Achte die Teile, den Streif, mehr als das Objekt.
Wieder Fried: „Wer zuerst/auf alles kommen will/
der kommt zuletzt/um alles.“
Ist Lyrik nun politisch?
Ihre Elemente können so ausgelegt werden.
Und Auslegung ist gut?
Nein, aber sie ist auch nicht schlecht. Sie gehört
dazu.
Also gehört alles dazu. – Nein,
nur das, was da ist.
Und in der Lyrik ist alles da. Jeder Punkt,
jede Wendung
jede Zeile
baut nicht auf Bedingungen,
sondern auf Momenten der Sprache, des Eindrucks,
des Universums.
Des Universums? – Ja, verstehe bitte
diese Metapher als Idee.

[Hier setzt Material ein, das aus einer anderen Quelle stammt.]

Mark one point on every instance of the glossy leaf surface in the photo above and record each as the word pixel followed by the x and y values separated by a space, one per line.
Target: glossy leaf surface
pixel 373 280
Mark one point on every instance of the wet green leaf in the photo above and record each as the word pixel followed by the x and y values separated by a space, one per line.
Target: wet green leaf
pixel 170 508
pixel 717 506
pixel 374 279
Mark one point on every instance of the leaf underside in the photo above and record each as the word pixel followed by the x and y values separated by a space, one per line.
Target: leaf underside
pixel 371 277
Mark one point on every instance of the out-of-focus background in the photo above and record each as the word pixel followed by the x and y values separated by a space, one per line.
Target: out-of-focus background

Ich meine damit,
dass das Universum, die Politik, oder dein Hustenanfall
sich nicht insgesamt abbilden lassen. Aber in den Punkten,
den Teilen
ihrer Gebilde
kann sehr viel enthalten sein. Die Dichtung
bildet die Punkte ab, die Nerven
der Körper, die nicht abzubilden sind. Meist deutet sie lediglich
einen konkreten Raum an,
sodass man erkennt das irgendwo in der Mitte des Raums
ein Zentrum sein muss, über das
zu sprechen, den Raum darum vernachlässigen würde.
Aber man erahnt nun Raum und Zentrum zugleich.
Das ist alles jetzt sehr theoretisch, oder?
Das ist das Problem.
Das ist das Problem, mein Lieber.
Das ist die Politik der Lyrik.
Schreibe lieber Gedichte, mein Lieber.